## Matrix Multiplication in Parallel with C# and the TPL

Recently I was working with matrices. In general I prefer writing my own custom matrix methods rather than using pre-written code libraries because I like having total understanding and control over my code (which usually happens only when I write the code myself). For years I’ve known that in principle, matrix multiplication can be performed in parallel. But until .NET 4.0, coding a parallelized version of matrix multiplication was tricky and difficult. However, the release of the Task Parallel Library, in the System.Threading.Tasks namespace in .NET 4.0, makes easy parallelization a reality.
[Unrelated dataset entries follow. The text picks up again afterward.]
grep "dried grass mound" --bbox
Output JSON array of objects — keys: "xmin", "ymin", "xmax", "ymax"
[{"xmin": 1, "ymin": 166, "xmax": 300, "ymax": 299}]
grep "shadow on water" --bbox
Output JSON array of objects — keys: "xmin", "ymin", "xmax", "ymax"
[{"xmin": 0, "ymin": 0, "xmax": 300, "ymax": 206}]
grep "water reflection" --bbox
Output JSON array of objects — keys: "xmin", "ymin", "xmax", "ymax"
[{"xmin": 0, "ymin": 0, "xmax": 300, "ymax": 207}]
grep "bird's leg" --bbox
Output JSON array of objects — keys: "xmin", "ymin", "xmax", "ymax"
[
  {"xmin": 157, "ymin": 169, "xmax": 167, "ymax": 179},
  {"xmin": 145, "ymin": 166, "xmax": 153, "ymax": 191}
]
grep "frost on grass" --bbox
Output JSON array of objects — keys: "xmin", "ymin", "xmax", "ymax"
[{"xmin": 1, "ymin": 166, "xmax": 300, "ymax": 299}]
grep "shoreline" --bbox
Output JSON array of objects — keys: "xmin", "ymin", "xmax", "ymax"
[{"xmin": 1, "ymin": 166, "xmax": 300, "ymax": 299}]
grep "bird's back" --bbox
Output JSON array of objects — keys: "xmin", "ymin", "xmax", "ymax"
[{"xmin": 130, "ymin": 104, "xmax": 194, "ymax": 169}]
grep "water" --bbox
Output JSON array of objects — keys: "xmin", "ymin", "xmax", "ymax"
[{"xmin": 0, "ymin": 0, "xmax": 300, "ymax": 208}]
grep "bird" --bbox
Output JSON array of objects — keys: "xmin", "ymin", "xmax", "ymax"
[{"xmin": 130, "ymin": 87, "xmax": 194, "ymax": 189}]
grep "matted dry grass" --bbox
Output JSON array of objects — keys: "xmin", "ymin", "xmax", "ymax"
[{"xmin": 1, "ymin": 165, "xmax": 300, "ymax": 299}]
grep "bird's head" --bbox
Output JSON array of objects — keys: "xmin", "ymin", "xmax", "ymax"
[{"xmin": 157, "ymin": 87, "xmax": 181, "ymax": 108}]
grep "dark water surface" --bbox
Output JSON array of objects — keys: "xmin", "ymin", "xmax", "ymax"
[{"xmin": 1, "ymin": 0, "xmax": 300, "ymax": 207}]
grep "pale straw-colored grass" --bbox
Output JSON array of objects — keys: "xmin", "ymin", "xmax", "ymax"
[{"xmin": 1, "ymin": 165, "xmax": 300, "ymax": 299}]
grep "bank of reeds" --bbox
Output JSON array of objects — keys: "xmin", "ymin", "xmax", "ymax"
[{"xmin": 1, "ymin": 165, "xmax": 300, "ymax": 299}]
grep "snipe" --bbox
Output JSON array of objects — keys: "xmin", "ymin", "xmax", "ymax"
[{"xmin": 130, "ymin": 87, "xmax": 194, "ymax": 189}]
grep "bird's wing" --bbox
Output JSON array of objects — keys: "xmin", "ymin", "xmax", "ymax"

Suppose you implement a matrix in C# as an array of arrays. The parallelization I’ll demo shortly will also work if you use true multidimensional arrays. For example:

```static double[][] MatrixCreate(int rows, int cols)
{
// do error checking here
double[][] result = new double[rows][];
for (int i = 0; i < rows; ++i)
result[i] = new double[cols];
return result;
}
```

A traditional approach to matrix multiplication is:

```static double[][] MatrixProduct(double[][] matrixA,
double[][] matrixB)
{
int aRows = matrixA.Length; int aCols = matrixA[0].Length;
int bRows = matrixB.Length; int bCols = matrixB[0].Length;
if (aCols != bRows)
throw new Exception("xxx");

double[][] result = MatrixCreate(aRows, bCols);

for (int i = 0; i < aRows; ++i) // each row of A
for (int j = 0; j < bCols; ++j) // each col of B
for (int k = 0; k < aCols; ++k) // could use k < bRows
result[i][j] += matrixA[i][k] * matrixB[k][j];
return result;
}
```

Calling the code could resemble:

```double[][] ma = MatrixCreate(3,4);
double[][] mb = MatrixCreate(4,2);
// assign values to ma and mb
double[][] prod = MatrixProduct(ma, mb);
```

Matrix multiplication is O(n^3) and therefore can be time-consuming. For example, if some matrix A has size 300 x 400, and matrix B has size 400 x 200, there’d be 300 x 400 x 200 = 24,000,000 type double multiplication operations. A simple way to parallelize matrix multiplication is:

```static double[][] MatrixProduct(double[][] matrixA,
double[][] matrixB)
{
int aRows = matrixA.Length; int aCols = matrixA[0].Length;
int bRows = matrixB.Length; int bCols = matrixB[0].Length;
if (aCols != bRows)
throw new Exception("xxxx");

double[][] result = MatrixCreate(aRows, bCols);

Parallel.For(0, aRows, i =>
{
for (int j = 0; j < bCols; ++j) // each col of B
for (int k = 0; k < aCols; ++k) // could use k < bRows
result[i][j] += matrixA[i][k] * matrixB[k][j];
}
);

return result;
}
```

The Parallel.For statement can be loosely interpreted as, “Divide up all statements that use i, where i ranges from 0 to aRows, and perform them separately on different processors.”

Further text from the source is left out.